MAY 24 Jarvis DeBerry posts here about the redonkulus rhetoric that would have us believe NOLA is a safe city with a murder problem. Maybe the city's crime stats don't compare with its murder stats because you can't manipulate a murder, he says: a dead body's a dead body. It just doesn't make sense, he says, and his readers agree: a poll asks if they believe the city is safe, and more than 90 percent say no.
MAY 24 Jindal administration officials announced Thursday that the privatization of public health care is going to cost a lot more than they budgeted for, the Advocate reports here. "I'm so surprised," said no one. Anywhere. The cost they're projecting now is more than $1 billion - a lot more than the $626 million budgeted for it. And, it's more than it cost the state to operate those hospitals. So why are we doing this again?
MAY 24 Blogger CB Forgotston ridicules the recent PR campaign by the state GOP in the wake of a legislative auditor's request to both major parties. The GOP (apparently unaware that the Dems got the same request) started yammering about being targeted because it had "killed" a tax increase. CB finds that laughable, but it's also pretty funny that the GOP was comparing this episode to the IRS scandal (Because the President has so much to do with our state auditor. Right?).
MAY 24 Politico details some recent fund-raising efforts by Sen. David Vitter, which have raised the question of his future political plans. This time, it is a $5,000 per head "bayou weekend" that includes "Cajun cooking" and an all-caps "alligator hunt," the story reports. Funds raised go to a super PAC that can spend money to support Vitter in federal or state races, the story points out.
MAY 24 The pink building on Royal in the quarter was sold at a sheriff's sale Thursday, this Picayune story reports. An injunction that would have halted the sale wasn't enforced because the family failed to post a $150,000 bond, the story reports. So the owner of the mortgages on the building bought it, for nearly $7 million. Now the feuding family will have to negotiate with that company to get a lease on the building that has housed their business for close to 60 years.
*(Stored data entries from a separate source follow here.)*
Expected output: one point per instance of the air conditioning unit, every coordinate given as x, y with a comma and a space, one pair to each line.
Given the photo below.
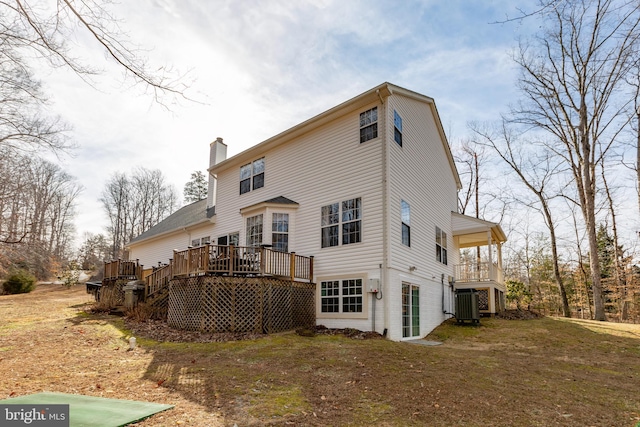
467, 303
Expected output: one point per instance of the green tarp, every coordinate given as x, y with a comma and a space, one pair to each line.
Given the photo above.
89, 411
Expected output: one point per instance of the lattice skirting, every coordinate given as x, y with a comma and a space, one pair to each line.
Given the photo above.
237, 304
159, 304
111, 293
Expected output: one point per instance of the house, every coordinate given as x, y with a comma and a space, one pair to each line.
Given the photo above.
369, 190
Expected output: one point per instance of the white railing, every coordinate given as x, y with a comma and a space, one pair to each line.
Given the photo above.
478, 272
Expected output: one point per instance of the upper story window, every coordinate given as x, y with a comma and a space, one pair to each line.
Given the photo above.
397, 128
342, 222
280, 232
201, 241
252, 176
369, 125
441, 246
405, 213
254, 230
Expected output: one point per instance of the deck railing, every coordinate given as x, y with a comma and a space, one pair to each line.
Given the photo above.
478, 272
122, 269
241, 260
158, 279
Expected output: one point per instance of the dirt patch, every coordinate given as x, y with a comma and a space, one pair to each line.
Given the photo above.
547, 372
518, 315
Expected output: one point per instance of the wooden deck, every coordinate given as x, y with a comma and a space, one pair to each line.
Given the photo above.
120, 269
216, 260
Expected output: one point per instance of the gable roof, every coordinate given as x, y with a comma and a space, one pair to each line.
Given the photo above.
186, 216
379, 92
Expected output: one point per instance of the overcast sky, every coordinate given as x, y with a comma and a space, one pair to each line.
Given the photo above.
260, 67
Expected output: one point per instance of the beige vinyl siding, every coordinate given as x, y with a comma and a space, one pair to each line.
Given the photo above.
325, 166
161, 249
421, 175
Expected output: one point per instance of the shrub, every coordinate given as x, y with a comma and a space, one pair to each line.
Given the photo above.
19, 282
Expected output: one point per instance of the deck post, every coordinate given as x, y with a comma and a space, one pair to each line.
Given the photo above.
263, 252
232, 259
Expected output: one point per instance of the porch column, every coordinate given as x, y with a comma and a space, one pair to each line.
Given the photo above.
500, 270
489, 245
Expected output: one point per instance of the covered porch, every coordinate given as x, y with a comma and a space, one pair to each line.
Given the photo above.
482, 269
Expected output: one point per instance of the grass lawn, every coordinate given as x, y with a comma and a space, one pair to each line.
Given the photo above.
543, 372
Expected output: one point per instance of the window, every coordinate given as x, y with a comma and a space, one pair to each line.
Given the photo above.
342, 218
441, 246
280, 232
397, 128
201, 241
351, 214
330, 296
254, 230
341, 296
252, 176
229, 239
405, 213
369, 125
410, 310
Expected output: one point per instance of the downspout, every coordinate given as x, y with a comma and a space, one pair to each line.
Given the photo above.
384, 267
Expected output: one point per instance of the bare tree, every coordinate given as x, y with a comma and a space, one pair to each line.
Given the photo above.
135, 204
537, 170
573, 80
196, 188
31, 29
37, 201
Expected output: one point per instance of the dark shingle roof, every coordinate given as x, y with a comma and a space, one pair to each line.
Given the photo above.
185, 216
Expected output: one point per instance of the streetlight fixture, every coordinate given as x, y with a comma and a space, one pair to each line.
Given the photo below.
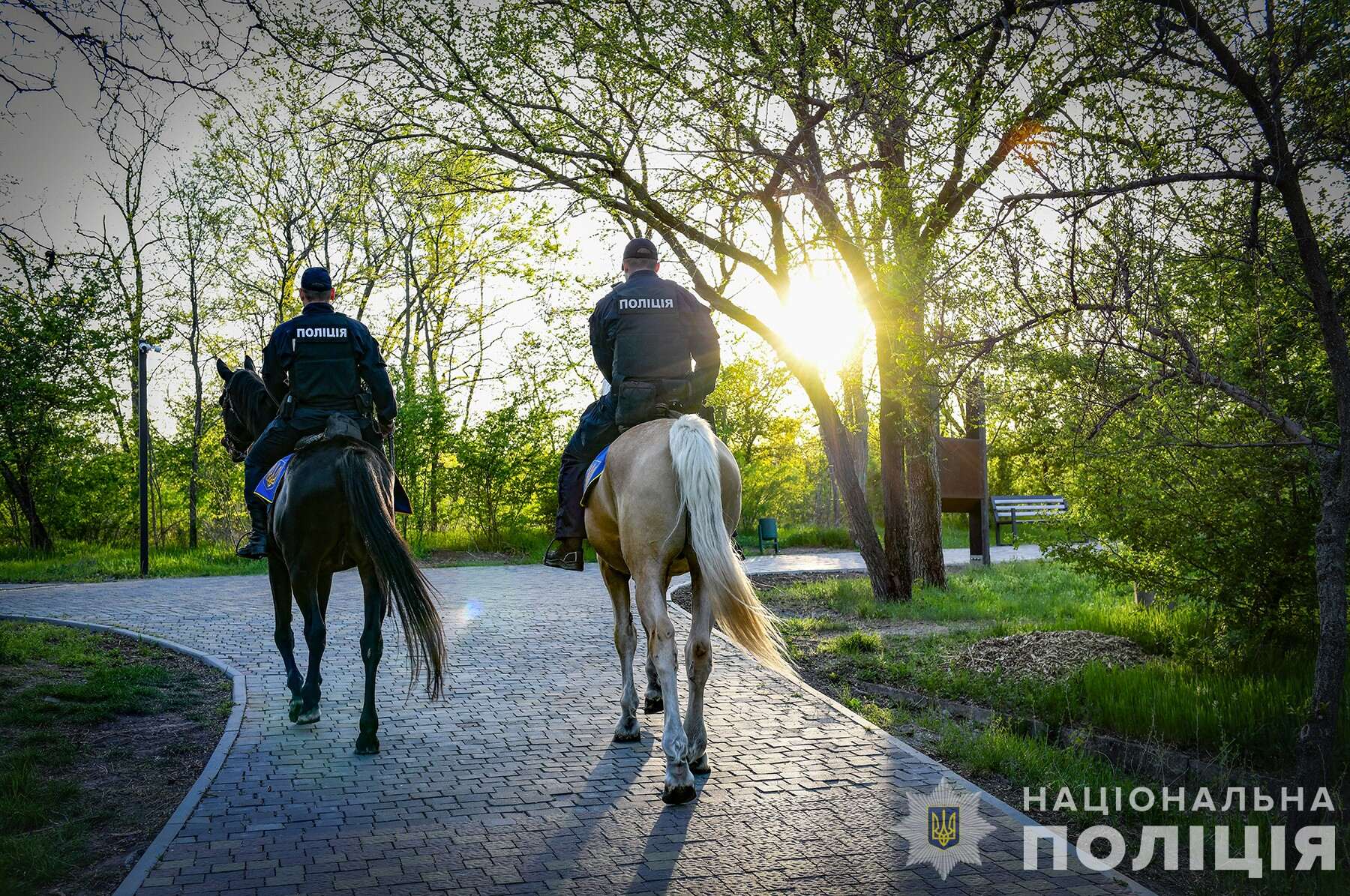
142, 350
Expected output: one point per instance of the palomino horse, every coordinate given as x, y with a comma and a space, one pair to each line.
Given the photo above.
335, 511
670, 494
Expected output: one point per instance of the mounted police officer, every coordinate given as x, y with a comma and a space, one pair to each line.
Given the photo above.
644, 334
314, 367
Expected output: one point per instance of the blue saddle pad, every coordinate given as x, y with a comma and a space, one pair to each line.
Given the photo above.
593, 472
269, 484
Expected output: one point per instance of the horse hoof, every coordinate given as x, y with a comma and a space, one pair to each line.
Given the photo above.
678, 795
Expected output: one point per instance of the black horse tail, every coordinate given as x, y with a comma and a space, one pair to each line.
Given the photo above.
413, 595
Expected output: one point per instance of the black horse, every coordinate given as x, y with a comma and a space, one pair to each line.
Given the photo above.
335, 511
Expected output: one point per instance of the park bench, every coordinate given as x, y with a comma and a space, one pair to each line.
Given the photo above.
1024, 509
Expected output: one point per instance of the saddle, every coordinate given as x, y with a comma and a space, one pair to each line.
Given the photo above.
662, 411
340, 427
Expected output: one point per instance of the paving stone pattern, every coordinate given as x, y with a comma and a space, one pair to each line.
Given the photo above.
511, 784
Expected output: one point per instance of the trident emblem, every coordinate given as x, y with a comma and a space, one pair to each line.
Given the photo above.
944, 826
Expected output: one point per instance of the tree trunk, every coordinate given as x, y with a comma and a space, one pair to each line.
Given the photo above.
855, 415
925, 502
22, 491
890, 582
1316, 741
896, 505
195, 466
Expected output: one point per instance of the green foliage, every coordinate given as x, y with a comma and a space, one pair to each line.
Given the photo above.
1244, 709
500, 472
84, 562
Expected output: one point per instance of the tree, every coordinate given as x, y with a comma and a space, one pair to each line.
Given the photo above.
47, 327
751, 139
192, 229
1260, 121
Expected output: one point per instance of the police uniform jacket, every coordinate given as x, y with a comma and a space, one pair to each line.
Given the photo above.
652, 328
320, 358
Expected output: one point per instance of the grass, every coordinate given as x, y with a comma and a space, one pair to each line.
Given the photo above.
62, 686
1242, 710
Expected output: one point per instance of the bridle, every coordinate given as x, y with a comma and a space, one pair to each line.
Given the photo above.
231, 443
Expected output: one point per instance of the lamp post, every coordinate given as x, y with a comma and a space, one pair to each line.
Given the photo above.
142, 350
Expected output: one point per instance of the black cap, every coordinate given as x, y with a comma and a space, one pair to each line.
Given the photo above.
640, 249
316, 280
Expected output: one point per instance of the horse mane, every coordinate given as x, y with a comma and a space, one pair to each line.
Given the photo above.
256, 405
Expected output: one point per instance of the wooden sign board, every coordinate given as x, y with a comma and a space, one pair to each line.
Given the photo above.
964, 481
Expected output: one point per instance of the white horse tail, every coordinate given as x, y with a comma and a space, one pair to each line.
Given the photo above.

MAY 23 This post in Louisiana Voice tells us about a bill by a Winnsboro lege that would require all public high school students to take at least one Course Choice online class in order to graduate. (What?) Blogger Tom Aswell says it's a monument to "waste and corruption," especially in light of the problems he's exposed with the program in recent weeks. Idaho had a similar program, but voters removed it by a 2-1 margin, Aswell says.